Demi menyiasati lahan tetap produktif, petani memilah tanaman yang akan ditanam –artinya tergantung pada musim.
Serupa dengan Rakhmat. Nendra, Ketua Kelompok Tani Desa Gongseng juga begitu. Kata dia, sebagian besar dari 182 anggotanya terpaksa meminjam uang demi memenuhi kebutuhan sehari-hari kalau lahan mereka tak menghasilkan di musim kemarau.
Nendra juga bercerita, tiap anggota kelompok taninya mendapat izin pemanfaatan lahan seluas 1 hektar. Meski, mereka agak beruntung karena mendapat bantuan tiga mesin pompa air.

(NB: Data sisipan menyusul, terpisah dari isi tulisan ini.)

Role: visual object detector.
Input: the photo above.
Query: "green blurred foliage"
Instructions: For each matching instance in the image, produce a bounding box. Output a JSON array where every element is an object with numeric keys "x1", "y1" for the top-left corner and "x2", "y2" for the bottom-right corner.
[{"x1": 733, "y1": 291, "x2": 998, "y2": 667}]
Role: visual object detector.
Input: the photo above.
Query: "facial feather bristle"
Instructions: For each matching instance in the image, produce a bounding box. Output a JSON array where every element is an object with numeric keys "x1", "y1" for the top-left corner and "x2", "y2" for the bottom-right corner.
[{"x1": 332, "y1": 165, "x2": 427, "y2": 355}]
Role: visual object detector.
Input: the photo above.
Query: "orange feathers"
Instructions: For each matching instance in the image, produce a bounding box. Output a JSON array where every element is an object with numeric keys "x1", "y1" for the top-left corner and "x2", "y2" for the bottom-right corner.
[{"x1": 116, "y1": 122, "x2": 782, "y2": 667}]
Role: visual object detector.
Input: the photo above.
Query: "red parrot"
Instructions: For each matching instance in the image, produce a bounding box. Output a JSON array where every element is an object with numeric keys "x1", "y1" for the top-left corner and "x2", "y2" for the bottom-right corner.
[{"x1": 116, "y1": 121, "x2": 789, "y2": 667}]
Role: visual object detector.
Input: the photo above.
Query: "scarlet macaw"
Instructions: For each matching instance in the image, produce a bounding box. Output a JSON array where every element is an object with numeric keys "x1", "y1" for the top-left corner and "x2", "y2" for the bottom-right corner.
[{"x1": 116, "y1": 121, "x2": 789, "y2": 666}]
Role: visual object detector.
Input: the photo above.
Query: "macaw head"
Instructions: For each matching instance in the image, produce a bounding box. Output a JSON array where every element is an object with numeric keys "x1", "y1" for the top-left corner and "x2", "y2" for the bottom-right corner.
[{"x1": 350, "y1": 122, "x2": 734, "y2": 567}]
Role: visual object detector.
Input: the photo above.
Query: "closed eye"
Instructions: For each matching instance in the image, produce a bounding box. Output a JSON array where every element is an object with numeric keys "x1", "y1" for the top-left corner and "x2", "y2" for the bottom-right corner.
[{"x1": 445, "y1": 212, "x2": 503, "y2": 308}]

Tapi, lantaran lahannya terlalu luas, pompa air itu tak mencukupi.
Dia pun berharap pemerintah tak sekadar meminjami lahan, tapi ikut mendampingi. Khususnya memberi pinjaman modal dan menyiapkan perusahaan rekanan untuk menyalurkan hasil panen mereka. Dengan begitu, harga jual tak ambruk.

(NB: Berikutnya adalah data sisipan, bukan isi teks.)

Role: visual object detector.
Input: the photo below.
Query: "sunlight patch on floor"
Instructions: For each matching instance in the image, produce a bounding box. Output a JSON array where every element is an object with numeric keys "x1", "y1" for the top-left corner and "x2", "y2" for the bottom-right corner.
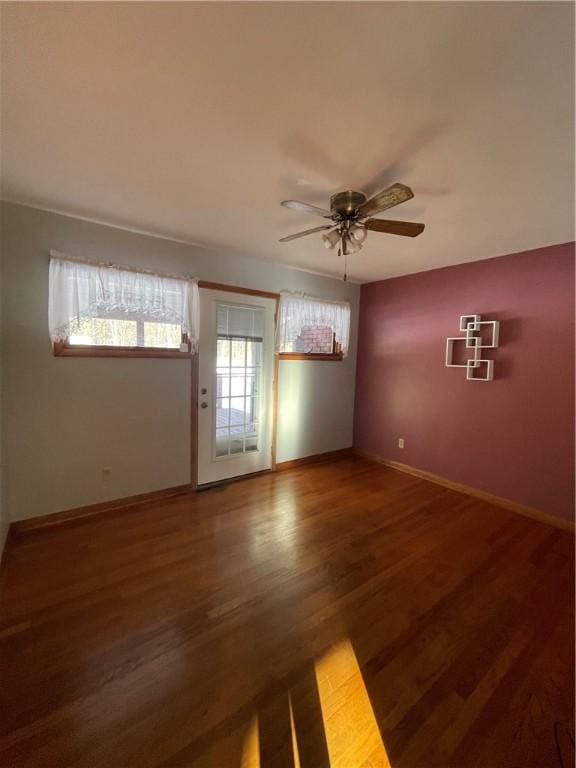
[
  {"x1": 289, "y1": 694, "x2": 302, "y2": 768},
  {"x1": 315, "y1": 639, "x2": 391, "y2": 768},
  {"x1": 240, "y1": 639, "x2": 389, "y2": 768},
  {"x1": 241, "y1": 715, "x2": 260, "y2": 768}
]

Pasalnya, tengkulak yang justru mengambil keuntungan dari kondisi ini dan cita-cita menggerakkan ekonomi petani, takkan terjadi.
"Harapannya kedepannya tentunya dari masyarakat juga bisa dapat dibantu permodalannya karena kami dari dulu masalahnya itu terus. Dulu biasanya minjam ke tengkulak dan sebagaimananya. Jadi semoga nanti dari modal bisa dipinjami dan kemudian dari hasil bisa dijembatani dengan pihak lain dengan harapan harga bisa tetap bisa stabil," ucapnya.